Perhaps the only ray of hope Elway could find for a non-politician like McGavick running against an incumbent, was that voters said “stands on specific issues” and “overall philosophy” were more important than “record and experience,” and that with the exception of the top ranked issue — health care — the other top issues were ones the GOP has run on for years: the economy, war, foreign policy, values and taxes. But Elway throws in a caveat:
The caution would be that 69% of those who said “stands on issues” or “overall philosophy” were not Republicans: 25% were Independents and 44% were Democrats. For the Democrats in particular, what they want to hear about the economy and the war is unlikely to be what a Republican will be saying.
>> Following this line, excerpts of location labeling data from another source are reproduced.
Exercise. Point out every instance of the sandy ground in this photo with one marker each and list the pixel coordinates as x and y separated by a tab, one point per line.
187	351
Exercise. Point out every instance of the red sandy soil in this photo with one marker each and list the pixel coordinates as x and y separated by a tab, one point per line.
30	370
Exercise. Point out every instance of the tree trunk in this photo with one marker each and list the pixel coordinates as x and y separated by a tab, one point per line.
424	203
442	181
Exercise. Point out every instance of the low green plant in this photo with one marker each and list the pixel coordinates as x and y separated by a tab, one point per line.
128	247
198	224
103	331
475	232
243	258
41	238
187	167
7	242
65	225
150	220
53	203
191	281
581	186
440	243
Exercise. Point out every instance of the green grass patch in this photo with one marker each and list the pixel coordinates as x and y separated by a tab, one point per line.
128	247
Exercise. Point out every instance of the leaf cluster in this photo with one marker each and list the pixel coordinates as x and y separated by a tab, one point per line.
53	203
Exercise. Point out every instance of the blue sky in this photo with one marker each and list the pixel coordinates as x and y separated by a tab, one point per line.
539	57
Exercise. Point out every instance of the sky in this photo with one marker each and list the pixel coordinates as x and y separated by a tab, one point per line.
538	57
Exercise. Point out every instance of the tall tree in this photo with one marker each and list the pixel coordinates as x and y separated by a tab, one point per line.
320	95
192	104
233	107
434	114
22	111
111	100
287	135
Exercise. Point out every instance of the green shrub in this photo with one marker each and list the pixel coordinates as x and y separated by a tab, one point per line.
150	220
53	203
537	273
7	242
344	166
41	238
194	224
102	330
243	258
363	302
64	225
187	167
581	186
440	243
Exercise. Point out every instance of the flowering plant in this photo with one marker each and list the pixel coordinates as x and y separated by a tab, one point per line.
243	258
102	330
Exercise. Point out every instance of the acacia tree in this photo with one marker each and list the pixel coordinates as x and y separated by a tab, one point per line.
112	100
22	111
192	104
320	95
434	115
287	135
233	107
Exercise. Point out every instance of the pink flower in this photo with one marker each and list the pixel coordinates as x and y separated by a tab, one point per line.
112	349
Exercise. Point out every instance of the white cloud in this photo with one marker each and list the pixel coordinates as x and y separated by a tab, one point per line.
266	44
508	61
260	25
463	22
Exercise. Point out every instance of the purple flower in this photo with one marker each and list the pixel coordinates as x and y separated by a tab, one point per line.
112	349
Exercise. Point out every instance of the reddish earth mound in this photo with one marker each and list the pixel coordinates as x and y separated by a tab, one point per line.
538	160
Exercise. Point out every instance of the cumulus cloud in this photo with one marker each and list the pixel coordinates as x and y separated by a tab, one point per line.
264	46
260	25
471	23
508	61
Quite frankly, McGavick’s timing sucks. Republicans have long considered Cantwell to be vulnerable, but her job approval ratings have steadily climbed, even as the political climate for WA Republicans has all but tanked. McGavick has so far failed to gain any traction with voters, but as weak as he is, Cantwell’s strength should not be understated… indeed, her 55% re-elect compares quite favorably with Sen. Patty Murray’s 49% standing in February of 2004. Murray went on to win with 55% of the vote. As Elway notes:
The voters may not be wild about Maria Cantwell, but they like her better than they used to, and they are not greeting Mike McGavick with flowers and candy.
Of course the election is still nine months out, and after a ton of paid media, it’s hard to imagine the race won’t tighten… but if it doesn’t, the repercussions will be felt far outside the U.S. Senate. A Cantwell cakewalk could only help Darcy Burner’s challenge in the 8th Congressional District, extending coattails from the top of the ticket, and freeing up money that might otherwise be spent defending an incumbent senator. The Reichert-Burner race is already shaping up to be a nail-biter, and if McGavick fails to create a little drama, the media will turn its attention to the 8th CD, further enhancing Burner’s profile.
Yeah, it’s only a poll, it’s only February, and this is only some idle speculation. But you can be sure that if these numbers were flipped, it’d be the bloggers on the other side who were doing all the speculating.